- Born: Kehl, Baden-Württemberg, Germany
- Education: Musikhochschule Freiburg; University of Music Vienna;
- Occupation: Operatic mezzo-soprano;
- Organizations: Bayerische Staatoper Hessisches Staatstheater Wiesbaden;
- Awards: Bundeswettbewerb Gesang
- Website: silvia-hauer.com/en/home-2/

= Silvia Hauer =

German operatic mezzo-soprano

Silvia Hauer is a German operatic mezzo-soprano. A member of the ensemble of the Hessisches Staatstheater Wiesbaden since 2015, she has performed leading roles such as Cherubino in Mozart's Le nozze di Figaro, Rosina in Rossini's Il Barbiere di Siviglia, Bizet's Carmen, and the title role in Der Rosenkavalier by Richard Strauss. Her concert repertoire includes Oskar Gottlieb Blarr's Jesus-Passion and Verdi's Requiem.

== Career ==
Hauer was born in Kehl. She studied at the Musikhochschule Freiburg and the University of Music in Vienna. She won the competition Jugend musiziert. In the 2010–2011 season, she appeared as the third wood sprite in Dvořák's Rusalka at the Komische Oper Berlin and as Bolette in Vom Meer at the Theater Heidelberg. In 2011, she won the Bundeswettbewerb Gesang competition. She then became a member of the studio of the Bavarian State Opera. until 2013, performing roles such as Annina in Verdi's La traviata, Kate Pinkerton in Puccini's Madama Butterfly, Sandmännchen in Humperdinck's Hänsel und Gretel and Carolina in Henze's Elegie für junge Liebende. She took part in the world premiere of Widmann's Babylon there on 27 October 2012, conducted by Kent Nagano.

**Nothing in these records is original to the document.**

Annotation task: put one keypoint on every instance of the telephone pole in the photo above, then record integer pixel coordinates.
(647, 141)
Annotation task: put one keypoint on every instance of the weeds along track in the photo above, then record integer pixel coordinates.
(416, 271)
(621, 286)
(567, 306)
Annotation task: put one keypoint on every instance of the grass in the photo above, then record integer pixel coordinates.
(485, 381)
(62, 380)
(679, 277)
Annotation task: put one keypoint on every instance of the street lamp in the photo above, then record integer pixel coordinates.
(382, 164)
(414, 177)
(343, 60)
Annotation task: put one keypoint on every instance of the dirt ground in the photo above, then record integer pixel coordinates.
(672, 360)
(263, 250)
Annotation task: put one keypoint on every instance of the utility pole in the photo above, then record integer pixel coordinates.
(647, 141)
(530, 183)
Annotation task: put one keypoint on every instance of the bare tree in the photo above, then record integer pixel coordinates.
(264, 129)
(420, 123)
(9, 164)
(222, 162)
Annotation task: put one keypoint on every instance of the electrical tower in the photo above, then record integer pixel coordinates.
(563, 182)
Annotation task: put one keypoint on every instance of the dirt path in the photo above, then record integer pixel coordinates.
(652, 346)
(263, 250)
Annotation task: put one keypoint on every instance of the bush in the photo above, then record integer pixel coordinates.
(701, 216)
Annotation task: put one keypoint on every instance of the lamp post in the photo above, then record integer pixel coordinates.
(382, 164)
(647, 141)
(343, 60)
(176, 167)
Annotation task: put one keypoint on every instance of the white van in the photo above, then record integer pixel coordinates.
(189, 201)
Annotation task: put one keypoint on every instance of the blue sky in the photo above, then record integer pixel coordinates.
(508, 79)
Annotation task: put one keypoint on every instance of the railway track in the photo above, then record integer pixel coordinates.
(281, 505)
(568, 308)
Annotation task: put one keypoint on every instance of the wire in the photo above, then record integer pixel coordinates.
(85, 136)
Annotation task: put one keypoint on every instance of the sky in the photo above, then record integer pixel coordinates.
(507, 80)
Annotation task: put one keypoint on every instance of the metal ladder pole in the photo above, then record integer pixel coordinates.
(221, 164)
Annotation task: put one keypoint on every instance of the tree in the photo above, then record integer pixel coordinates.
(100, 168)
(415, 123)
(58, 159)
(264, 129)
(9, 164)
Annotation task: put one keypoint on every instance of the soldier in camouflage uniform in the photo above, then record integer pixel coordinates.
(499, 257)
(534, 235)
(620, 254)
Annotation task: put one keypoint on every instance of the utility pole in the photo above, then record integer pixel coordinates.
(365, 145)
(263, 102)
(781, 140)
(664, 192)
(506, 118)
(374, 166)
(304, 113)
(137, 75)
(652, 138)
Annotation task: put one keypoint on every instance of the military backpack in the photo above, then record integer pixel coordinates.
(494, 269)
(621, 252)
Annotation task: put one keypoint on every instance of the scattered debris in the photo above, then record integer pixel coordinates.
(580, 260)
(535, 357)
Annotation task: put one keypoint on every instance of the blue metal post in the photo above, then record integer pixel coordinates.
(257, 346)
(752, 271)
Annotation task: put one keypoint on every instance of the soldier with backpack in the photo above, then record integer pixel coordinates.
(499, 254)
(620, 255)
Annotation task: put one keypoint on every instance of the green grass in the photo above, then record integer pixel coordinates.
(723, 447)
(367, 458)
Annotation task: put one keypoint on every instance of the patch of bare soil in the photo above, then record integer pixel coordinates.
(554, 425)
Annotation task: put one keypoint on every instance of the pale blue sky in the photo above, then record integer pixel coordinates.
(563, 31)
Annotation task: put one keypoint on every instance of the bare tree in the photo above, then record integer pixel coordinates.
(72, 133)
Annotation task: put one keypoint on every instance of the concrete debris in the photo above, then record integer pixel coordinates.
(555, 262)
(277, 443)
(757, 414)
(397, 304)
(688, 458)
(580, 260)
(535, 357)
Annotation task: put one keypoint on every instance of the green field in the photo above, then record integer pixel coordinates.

She first appeared at the Hessisches Staatstheater Wiesbaden in 2015 as Dorabella in Mozart's Così fan tutte. She became a member of the ensemble, in roles such as Bradamante in Handel's Alcina, Orlofsky in Die Fledermaus by Johann Strauss, Second Lady in Mozart's Die Zauberflöte, Hänsel in Humperdinck's Hänsel und Gretel, Olga in Tchaikovsky's Eugen Onegin, Floßhilde and Second Norn in Wagner's Der Ring des Nibelungen, Cherubino in Mozart's Le nozze di Figaro, Emilia in Verdi's Otello and Suzuki in Madama Butterfly. In the 2018–2019 season she added major roles to her repertoire, including Sesto in Mozart's La clemenza di Tito and Maddalena in Verdi's Rigoletto. The following season, she appeared as both Mercédès and the title role of Bizet's Carmen, and the title role in Der Rosenkavalier by Richard Strauss. In the 2020–2021 season, she performed as Rosina in Rossini's Il Barbiere di Siviglia.

She recorded in 2018 Oskar Gottlieb Blarr's Jesus-Passion, with Gloria Rehm, Sung Min Song, Johannes Hill, Markus Volpert, and Bachchor and Bachorchester Wiesbaden, conducted by Jörg Endebrock.